Ganz im Verborgenen blieb der Bunkerbau jedoch nicht. Eine Familie eröffnet in dem Wäldchen einen Kiosk und verkauft Zigaretten und Bier an die Bauarbeiter. Einige von ihnen lassen sich später im Ort nieder und gründen Familien. "Die haben gemerkt: Die schönsten Frauen gibt es in Waldstetten", scherzt Barth.
All das weiß er aus Erzählungen, weil er die Nachfahren der Bauarbeiter zu einem Treffen eingeladen hat. Mit dabei war der kommandierende US-General Raymond Haddock. Er berichtet damals, dass die verfeindete Sowjetunion durchaus um die Bunkeranlage in Waldstetten wusste. "Genauso wussten wir aber, wo die sowjetischen Bunker stehen."
Munition, Gewehre und Lebensmittel - Atomare Sprengköpfe aber wohl nicht
Zum Schutz der Bevölkerung sollten die Bunker nicht dienen. Stattdessen lagert dort Material für die Kasernen in Göppingen und Mutlangen/Schwäbisch Gmünd, damit es bei Angriffen auf die Standorte geschützt ist. Später verrät Haddock, was sich in den Bunkern stapelte: große Mengen Munition, Gewehre, Lebensmittel, Uniformen und Teile von Pershing-Raketen.
Atomare Sprengköpfe seien offiziell nie darunter gewesen, erzählt Barth. Ganz ausschließen will er das aber nicht. Schließlich seien die Sprengköpfe Teil einer mobilen Einheit gewesen, um ihren Standort zu verschleiern. "Bundeswehr-Offiziere haben mir später gesagt, die seien auch hier gesehen worden. Ich vermute, man wollte die Waldstetter beruhigen."
Was die Amerikaner bauten, holt sich heute die Natur zurück
1987 räumten die Amerikaner die Bunker. Zurück blieben Erdnussdosen und ein Teil einer Panzerkette, sonst stand die Anlage leer. Im Laufe der Zeit hat sich die Natur das Gelände zurückgeholt. Die sechs Meter breite Einfallsstraße, über die die Amerikaner Güter in die Anlage schafften, kann man nur noch erahnen. Die Bunker säumen den Wegesrand, jeder steht leicht versetzt im Dickicht des Waldes. Aus dem Grün, das auf den Dächern gepflanzt wurde, sind Bäume geworden. Durch die offenen Metalltüren fällt der Blick auf abgeblätterten Putz, Graffiti und etwas Laub. Rainer Barth freut sich vor allem über den Sound. "Hier haben Sie ein Echo, fast wie im Kölner Dom."

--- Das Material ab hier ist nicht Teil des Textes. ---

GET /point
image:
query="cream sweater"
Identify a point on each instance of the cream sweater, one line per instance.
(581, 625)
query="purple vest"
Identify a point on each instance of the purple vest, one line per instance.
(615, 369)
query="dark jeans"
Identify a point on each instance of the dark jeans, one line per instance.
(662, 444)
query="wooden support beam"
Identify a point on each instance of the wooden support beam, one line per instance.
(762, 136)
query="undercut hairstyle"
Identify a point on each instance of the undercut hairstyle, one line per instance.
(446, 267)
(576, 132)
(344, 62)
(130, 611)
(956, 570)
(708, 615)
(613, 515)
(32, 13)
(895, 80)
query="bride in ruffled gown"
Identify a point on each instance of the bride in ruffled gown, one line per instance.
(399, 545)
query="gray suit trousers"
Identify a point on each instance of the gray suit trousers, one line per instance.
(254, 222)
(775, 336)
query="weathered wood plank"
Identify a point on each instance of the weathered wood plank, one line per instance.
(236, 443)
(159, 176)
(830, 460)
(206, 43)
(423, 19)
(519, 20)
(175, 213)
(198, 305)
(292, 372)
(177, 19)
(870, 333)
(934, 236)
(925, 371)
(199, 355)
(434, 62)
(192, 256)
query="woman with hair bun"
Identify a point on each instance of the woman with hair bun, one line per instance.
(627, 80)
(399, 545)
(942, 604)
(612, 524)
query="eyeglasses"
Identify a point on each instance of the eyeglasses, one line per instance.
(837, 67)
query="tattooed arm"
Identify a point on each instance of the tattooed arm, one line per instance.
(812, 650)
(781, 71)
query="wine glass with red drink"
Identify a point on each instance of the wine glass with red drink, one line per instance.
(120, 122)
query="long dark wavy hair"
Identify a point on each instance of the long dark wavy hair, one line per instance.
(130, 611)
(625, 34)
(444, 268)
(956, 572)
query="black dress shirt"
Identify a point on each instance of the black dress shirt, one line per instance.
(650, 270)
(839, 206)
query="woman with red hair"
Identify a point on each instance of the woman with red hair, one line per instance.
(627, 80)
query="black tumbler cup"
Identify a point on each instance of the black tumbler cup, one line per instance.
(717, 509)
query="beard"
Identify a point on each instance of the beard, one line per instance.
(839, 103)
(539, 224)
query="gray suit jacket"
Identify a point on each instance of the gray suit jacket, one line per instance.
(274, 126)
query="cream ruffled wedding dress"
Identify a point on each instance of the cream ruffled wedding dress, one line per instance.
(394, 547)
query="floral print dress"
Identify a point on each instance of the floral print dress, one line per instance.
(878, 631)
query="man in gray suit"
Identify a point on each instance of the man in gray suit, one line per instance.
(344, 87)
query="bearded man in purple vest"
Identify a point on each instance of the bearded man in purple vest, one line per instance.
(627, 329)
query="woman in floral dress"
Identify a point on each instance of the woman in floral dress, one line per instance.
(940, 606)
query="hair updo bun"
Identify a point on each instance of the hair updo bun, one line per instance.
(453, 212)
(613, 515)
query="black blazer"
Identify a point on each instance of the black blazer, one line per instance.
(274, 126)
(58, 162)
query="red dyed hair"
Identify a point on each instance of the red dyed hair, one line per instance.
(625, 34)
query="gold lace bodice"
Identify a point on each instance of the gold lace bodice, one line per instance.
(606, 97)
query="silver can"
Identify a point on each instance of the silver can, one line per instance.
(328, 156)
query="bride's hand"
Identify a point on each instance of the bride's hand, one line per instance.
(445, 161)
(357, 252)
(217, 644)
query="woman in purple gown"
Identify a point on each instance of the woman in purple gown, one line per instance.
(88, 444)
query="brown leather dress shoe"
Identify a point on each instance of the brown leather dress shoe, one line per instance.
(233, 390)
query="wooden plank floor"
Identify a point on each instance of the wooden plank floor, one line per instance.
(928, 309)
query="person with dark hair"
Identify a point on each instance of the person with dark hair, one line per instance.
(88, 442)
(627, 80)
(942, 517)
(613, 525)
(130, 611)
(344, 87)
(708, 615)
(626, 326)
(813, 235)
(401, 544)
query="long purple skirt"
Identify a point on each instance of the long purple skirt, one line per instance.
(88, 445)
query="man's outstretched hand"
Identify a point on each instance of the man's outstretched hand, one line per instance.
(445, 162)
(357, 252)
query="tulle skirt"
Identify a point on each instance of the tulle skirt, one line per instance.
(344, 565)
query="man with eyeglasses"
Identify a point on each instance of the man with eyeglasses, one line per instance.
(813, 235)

Acht Bunker sind mit einem großmaschigen Gitter zugesperrt, damit Fledermäuse hier überwintern können. Die Naturfreunde Schwäbisch Gmünd beobachten die Tiere seit den 90er Jahren. "Das wird gut angenommen", sagt Barth. Abseits dessen sei einer der Bunker mal Schauplatz einer Abi-Party gewesen, verrät der 79-Jährige, der seit sieben Jahren regelmäßig Besucher durch die Anlage führt. Die Bunker anderweitig zu nutzen, ist derzeit aber nicht geplant. Möglich wäre es aber, findet Rainer Barth. "Die halten nochmal 100 Jahre."